Archive

Recent performance events

Performance testing

Performance testing

Hulk Smash puny web site.

The Healthcare.gov web site was crushed or smashed as soon as it was opened. The top IT people are quoted as saying it was due to the volume and unprecedented number of users accessing the site. They had more than five times the estimated number of people, they predicted 50,000 to 60,000 concurrent users, actually there were 250,000 to 300,000. The total number of people who could use the web site is estimated to be 23 Million, if one percent are on the system, that is 230,000 people at one time. To arrive at the 50,000 to 60,000 user estimate, that would one quarter of one percent (0.25%). That seems a little low, is it more reasonable that 1% or more would access the system that was so widely publicized?

Demand forecasting and scenarios

It is always a challenge to define the workload profile for a new web site. There are user behavior questions like; when are they most likely to access the web site, what is the hourly traffic pattern distribution, how many simultaneous users will there be, what would the peak be, what is normal?  What are the types of user profiles or user categories? What is the possible number of users (23 million)?  What is the average number of users (1%, 230,000)? What if you got 2X or 3X the average?

What will the workload profile be like as the deadline to register gets closer? Will the pattern be like the Batman mask; a spike in the beginning, then it flattens out, and then spike at the end of enrollment.

The next topic to understand is the transaction mix, what are the users doing on the web site? For new web sites, the registration event is a onetime transaction for each user, they will not register again. But for new site, this is the most critical transaction. So, the question becomes, how many simultaneous registrations do you expect?

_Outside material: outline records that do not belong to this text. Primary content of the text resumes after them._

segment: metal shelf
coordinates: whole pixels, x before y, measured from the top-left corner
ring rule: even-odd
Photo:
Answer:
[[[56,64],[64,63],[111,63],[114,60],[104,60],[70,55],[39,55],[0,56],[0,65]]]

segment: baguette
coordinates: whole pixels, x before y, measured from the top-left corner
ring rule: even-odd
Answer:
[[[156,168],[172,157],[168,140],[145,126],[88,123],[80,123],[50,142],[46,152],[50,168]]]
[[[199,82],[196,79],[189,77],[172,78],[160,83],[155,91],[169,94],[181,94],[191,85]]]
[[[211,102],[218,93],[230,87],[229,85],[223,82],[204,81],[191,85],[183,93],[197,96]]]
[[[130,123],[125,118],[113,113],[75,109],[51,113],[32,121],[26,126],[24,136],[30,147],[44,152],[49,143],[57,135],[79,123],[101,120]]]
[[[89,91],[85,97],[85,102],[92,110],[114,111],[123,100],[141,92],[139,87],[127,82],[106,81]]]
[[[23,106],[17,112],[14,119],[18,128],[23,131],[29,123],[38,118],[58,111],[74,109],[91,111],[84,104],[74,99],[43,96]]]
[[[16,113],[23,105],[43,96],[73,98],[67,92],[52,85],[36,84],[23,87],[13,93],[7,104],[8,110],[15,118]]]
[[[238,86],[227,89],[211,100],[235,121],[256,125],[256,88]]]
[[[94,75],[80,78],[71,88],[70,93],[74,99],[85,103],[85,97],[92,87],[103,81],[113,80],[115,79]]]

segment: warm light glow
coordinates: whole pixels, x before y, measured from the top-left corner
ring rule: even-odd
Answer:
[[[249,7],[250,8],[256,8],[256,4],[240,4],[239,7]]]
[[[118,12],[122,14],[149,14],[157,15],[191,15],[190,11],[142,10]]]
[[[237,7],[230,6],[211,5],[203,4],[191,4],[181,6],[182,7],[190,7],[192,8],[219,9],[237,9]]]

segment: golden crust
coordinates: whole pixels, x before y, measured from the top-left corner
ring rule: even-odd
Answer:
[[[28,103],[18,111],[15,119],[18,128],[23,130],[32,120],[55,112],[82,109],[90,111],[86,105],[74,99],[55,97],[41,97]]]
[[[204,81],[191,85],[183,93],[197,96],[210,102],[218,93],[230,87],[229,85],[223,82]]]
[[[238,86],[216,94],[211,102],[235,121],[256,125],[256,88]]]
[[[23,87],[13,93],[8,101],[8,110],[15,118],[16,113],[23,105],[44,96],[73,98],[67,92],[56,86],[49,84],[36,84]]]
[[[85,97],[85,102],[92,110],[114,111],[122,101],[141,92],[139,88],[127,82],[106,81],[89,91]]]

The Healthcare.gov web site starts off as a router, of the 23 Million people who will visit it, some percentage will be routed to the State Healthcare web site, so, maybe 12 Million will eventually be the user population.

Design goals

Answering these questions setups the design goals and the performance testing goals for your web site. Most web sites and the Healthcare.gov site is not different, must interact with many third parties.  You can communicate to them what your volumetrics are so they can plan as well.

The design goals are translated in the development phase. The developers must know what that critical business transactions are, their response time goals and their throughput (10 TPS).

Performance testing

Preparing to test a system that might have 10 Million, 15 million or more customers is no easy task. The data setup alone is a huge task. The team will need to create the synthetic data to support the performance test. The team will then have to simulate 50,000 or 100,000 users accessing the system. This is where Cloud based performance testing tools can really help.

Production – APM

For any new web site, with a new user profile, you have to be watching the system utilization and the transactions. Application performance management is a critical part of being prepared for such a large system. The tools can provide real-time transaction performance information, measuring the user experience. You can spot slow transactions before it becomes a real issue. The system resource consumption can be closely monitored as the workload increases.  Again allowing you to respond with more resources quickly.

Leverage the Software performance engineering Body of knowledge

What can you do to prepare for a very large web site?  You can take advantage of the Software Performance engineering Body of knowledge and apply each knowledge area to prepare.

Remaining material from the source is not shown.